The paper tackles the challenge of designing imaging systems by jointly optimizing cameras and perception models, using a context-free grammar and reinforcement learning to search over combinatorial configurations, and demonstrates improved performance on depth estimation and autonomous vehicle camera rig design tasks, outperforming industry standards.
Imaging systems consist of cameras to encode visual information about the world and perception models to interpret this encoding. Cameras contain (1) illumination sources, (2) optical elements, and (3) sensors, while perception models use (4) algorithms. Directly searching over all combinations of these four building blocks to design an imaging system is challenging due to the size of the search space.
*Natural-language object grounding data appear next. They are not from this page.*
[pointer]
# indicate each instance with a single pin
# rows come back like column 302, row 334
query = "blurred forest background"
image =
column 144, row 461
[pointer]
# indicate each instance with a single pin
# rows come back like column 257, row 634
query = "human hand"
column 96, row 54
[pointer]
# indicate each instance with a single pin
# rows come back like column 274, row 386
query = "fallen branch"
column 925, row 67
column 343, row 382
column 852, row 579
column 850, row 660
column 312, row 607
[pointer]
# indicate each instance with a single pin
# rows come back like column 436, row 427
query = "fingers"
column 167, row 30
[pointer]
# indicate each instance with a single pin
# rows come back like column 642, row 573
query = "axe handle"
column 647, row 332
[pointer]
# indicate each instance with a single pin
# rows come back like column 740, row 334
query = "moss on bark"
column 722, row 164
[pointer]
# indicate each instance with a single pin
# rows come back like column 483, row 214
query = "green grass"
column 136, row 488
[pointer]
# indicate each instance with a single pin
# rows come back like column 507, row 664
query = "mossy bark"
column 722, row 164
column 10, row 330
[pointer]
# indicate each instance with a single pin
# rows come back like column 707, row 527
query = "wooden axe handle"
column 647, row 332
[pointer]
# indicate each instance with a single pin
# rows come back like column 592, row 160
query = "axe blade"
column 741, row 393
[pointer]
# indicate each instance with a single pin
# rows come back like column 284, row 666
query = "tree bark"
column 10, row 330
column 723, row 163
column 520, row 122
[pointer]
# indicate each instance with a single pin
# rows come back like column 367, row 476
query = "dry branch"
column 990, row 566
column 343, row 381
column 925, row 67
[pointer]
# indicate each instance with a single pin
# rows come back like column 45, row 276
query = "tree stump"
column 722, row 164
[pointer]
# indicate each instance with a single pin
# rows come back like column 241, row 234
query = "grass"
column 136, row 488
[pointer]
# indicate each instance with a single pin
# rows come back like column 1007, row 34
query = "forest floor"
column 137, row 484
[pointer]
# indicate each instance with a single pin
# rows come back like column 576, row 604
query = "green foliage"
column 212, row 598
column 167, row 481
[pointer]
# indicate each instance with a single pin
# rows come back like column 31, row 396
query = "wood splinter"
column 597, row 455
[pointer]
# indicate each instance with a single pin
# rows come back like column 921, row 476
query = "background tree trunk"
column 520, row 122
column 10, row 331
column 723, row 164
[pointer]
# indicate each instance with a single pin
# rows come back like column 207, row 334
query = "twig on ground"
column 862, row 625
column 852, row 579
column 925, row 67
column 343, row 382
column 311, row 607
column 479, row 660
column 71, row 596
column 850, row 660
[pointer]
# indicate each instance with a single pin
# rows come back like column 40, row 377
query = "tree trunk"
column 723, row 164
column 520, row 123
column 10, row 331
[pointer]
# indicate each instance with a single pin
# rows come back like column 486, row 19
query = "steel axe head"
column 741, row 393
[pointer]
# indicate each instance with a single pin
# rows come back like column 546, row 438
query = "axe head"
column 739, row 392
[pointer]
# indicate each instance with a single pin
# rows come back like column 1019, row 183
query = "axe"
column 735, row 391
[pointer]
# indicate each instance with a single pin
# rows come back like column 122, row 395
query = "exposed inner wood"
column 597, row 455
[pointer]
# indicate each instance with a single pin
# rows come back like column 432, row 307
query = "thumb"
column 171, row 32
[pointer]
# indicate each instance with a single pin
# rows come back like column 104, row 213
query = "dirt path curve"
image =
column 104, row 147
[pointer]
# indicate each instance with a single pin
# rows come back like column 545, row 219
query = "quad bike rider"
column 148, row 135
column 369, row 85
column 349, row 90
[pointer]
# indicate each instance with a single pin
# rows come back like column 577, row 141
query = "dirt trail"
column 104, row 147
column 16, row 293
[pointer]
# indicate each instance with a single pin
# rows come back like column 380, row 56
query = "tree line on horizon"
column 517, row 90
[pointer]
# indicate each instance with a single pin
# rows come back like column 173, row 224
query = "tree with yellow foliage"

Moreover, cameras and perception models are often designed independently, leading to sub-optimal task performance. In this paper, we formulate these four building blocks of imaging systems as a context-free grammar (CFG), which can be automatically searched over with a learned camera designer to jointly optimize the imaging system with task-specific perception models. By transforming the CFG to a state-action space, we then show how the camera designer can be implemented with reinforcement learning to intelligently search over the combinatorial space of possible imaging system configurations. We demonstrate our approach on two tasks, depth estimation and camera rig design for autonomous vehicles, showing that our method yields rigs that outperform industry-wide standards. We believe that our proposed approach is an important step towards automating imaging system design.